Maka tidak diragukan lagi bahwa mengganggu sesama muslim di dalam masjid dan membuat keributan di sekitar orang yang sedang shalat atau sedang berdzikir adalah perbuatan yang dilarang. Perbuatan tersebut termasuk kemungkaran yang besar, karena akan menumbuhkan sikap meremehkan kemuliaan masjid dan orang-orang yang sedang beribadah di dalamnya.

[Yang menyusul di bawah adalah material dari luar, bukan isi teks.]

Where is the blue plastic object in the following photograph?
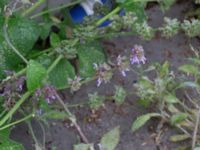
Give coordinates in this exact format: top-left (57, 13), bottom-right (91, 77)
top-left (69, 0), bottom-right (112, 25)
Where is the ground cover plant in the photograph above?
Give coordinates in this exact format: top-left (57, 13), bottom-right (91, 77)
top-left (0, 0), bottom-right (200, 150)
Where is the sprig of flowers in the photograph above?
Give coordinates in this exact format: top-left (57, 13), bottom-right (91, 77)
top-left (135, 21), bottom-right (155, 40)
top-left (159, 17), bottom-right (180, 38)
top-left (181, 19), bottom-right (200, 37)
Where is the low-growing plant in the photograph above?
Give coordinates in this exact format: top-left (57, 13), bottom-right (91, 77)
top-left (0, 0), bottom-right (200, 150)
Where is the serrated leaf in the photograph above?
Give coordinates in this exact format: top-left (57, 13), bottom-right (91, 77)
top-left (26, 60), bottom-right (47, 91)
top-left (170, 113), bottom-right (188, 126)
top-left (48, 58), bottom-right (75, 89)
top-left (179, 64), bottom-right (198, 75)
top-left (169, 134), bottom-right (190, 142)
top-left (164, 94), bottom-right (179, 104)
top-left (50, 32), bottom-right (60, 47)
top-left (132, 113), bottom-right (161, 132)
top-left (77, 41), bottom-right (105, 78)
top-left (100, 126), bottom-right (120, 150)
top-left (73, 143), bottom-right (93, 150)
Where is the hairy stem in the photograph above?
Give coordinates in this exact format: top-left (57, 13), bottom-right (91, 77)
top-left (22, 0), bottom-right (46, 16)
top-left (30, 0), bottom-right (83, 19)
top-left (55, 93), bottom-right (89, 144)
top-left (0, 91), bottom-right (32, 126)
top-left (0, 113), bottom-right (34, 131)
top-left (192, 107), bottom-right (200, 149)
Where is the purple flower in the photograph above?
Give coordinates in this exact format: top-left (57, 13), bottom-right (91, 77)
top-left (93, 63), bottom-right (113, 87)
top-left (117, 55), bottom-right (130, 77)
top-left (16, 76), bottom-right (26, 92)
top-left (130, 45), bottom-right (146, 64)
top-left (43, 85), bottom-right (57, 103)
top-left (35, 85), bottom-right (57, 104)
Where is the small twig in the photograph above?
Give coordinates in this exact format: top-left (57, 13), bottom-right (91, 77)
top-left (192, 107), bottom-right (200, 149)
top-left (55, 93), bottom-right (89, 144)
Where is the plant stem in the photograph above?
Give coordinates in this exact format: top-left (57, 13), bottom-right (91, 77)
top-left (27, 121), bottom-right (42, 149)
top-left (0, 91), bottom-right (32, 126)
top-left (95, 6), bottom-right (121, 26)
top-left (22, 0), bottom-right (46, 16)
top-left (55, 93), bottom-right (89, 144)
top-left (192, 107), bottom-right (200, 149)
top-left (0, 113), bottom-right (34, 131)
top-left (3, 19), bottom-right (28, 64)
top-left (47, 55), bottom-right (63, 74)
top-left (30, 0), bottom-right (83, 19)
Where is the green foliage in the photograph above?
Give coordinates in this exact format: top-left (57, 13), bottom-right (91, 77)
top-left (131, 113), bottom-right (161, 132)
top-left (77, 41), bottom-right (105, 78)
top-left (170, 113), bottom-right (188, 126)
top-left (100, 126), bottom-right (120, 150)
top-left (113, 85), bottom-right (127, 105)
top-left (26, 60), bottom-right (47, 91)
top-left (169, 134), bottom-right (190, 142)
top-left (88, 92), bottom-right (104, 110)
top-left (159, 17), bottom-right (180, 38)
top-left (48, 58), bottom-right (75, 89)
top-left (0, 0), bottom-right (8, 10)
top-left (179, 64), bottom-right (199, 75)
top-left (181, 19), bottom-right (200, 37)
top-left (0, 128), bottom-right (25, 150)
top-left (73, 144), bottom-right (93, 150)
top-left (163, 94), bottom-right (179, 104)
top-left (50, 32), bottom-right (61, 47)
top-left (0, 16), bottom-right (40, 79)
top-left (159, 0), bottom-right (176, 11)
top-left (41, 110), bottom-right (68, 120)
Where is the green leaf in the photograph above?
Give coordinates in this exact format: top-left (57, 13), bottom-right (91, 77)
top-left (160, 61), bottom-right (169, 77)
top-left (113, 86), bottom-right (127, 105)
top-left (0, 0), bottom-right (8, 9)
top-left (179, 82), bottom-right (199, 89)
top-left (0, 128), bottom-right (10, 139)
top-left (100, 126), bottom-right (120, 150)
top-left (73, 144), bottom-right (93, 150)
top-left (48, 59), bottom-right (75, 89)
top-left (50, 32), bottom-right (60, 47)
top-left (0, 129), bottom-right (25, 150)
top-left (188, 58), bottom-right (200, 65)
top-left (77, 41), bottom-right (105, 78)
top-left (26, 60), bottom-right (47, 91)
top-left (170, 113), bottom-right (188, 126)
top-left (163, 94), bottom-right (179, 104)
top-left (131, 113), bottom-right (161, 132)
top-left (0, 16), bottom-right (40, 79)
top-left (169, 134), bottom-right (190, 142)
top-left (159, 0), bottom-right (176, 11)
top-left (122, 2), bottom-right (147, 23)
top-left (41, 110), bottom-right (68, 120)
top-left (39, 23), bottom-right (52, 40)
top-left (179, 64), bottom-right (198, 75)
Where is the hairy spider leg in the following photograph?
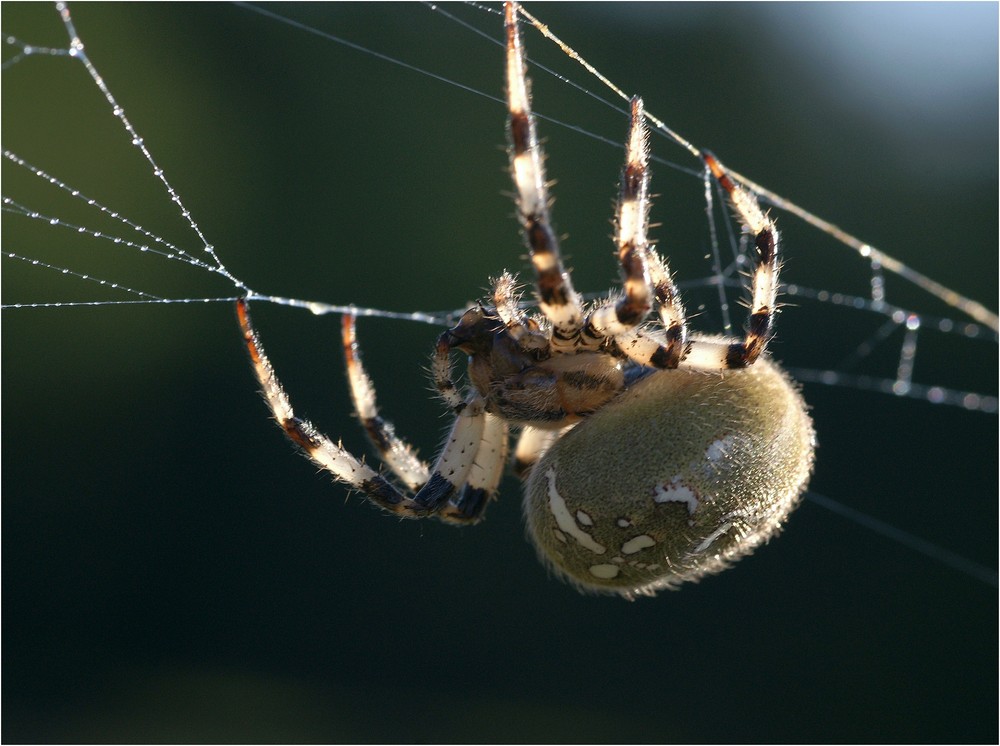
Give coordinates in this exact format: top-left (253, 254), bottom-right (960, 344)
top-left (678, 155), bottom-right (781, 370)
top-left (645, 246), bottom-right (688, 363)
top-left (511, 425), bottom-right (571, 480)
top-left (708, 153), bottom-right (779, 368)
top-left (505, 1), bottom-right (584, 347)
top-left (440, 412), bottom-right (509, 523)
top-left (342, 313), bottom-right (507, 524)
top-left (490, 272), bottom-right (548, 351)
top-left (583, 97), bottom-right (690, 369)
top-left (237, 299), bottom-right (489, 521)
top-left (588, 96), bottom-right (654, 335)
top-left (341, 313), bottom-right (430, 490)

Di bawah ini ada beberapa hal yang merupakan bentuk dari perilaku yang dapat mengganggu sesama muslim tatkala berada di dalam masjid. Diharapkan dengan menyebutkannya dapat menjadi peringatan bagi kita semua agar senantiasa berhati-hati dan menajuhinya.

Melangkahi Pundak


Melangkahi pundak merupakan salah satu bentuk menyakiti perasaan atau mengganggu orang yang (akan) shalat, terutama pada hari Jum'at atau di masjid yang penuh dengan jama'ah. Lebih tidak sopan lagi bila dalam mengangkat kaki sejajar atau di atas kepala jama'ah yang dia lewati. Kasus ini biasanya terjadi ketika sebelum iqamah dan shaf bagian depan telah terisi penuh atau sudah tidak ada celah lagi, sementara yang bersangkutan datang terlambat dan memaksakan diri ingin berada di shaf awal.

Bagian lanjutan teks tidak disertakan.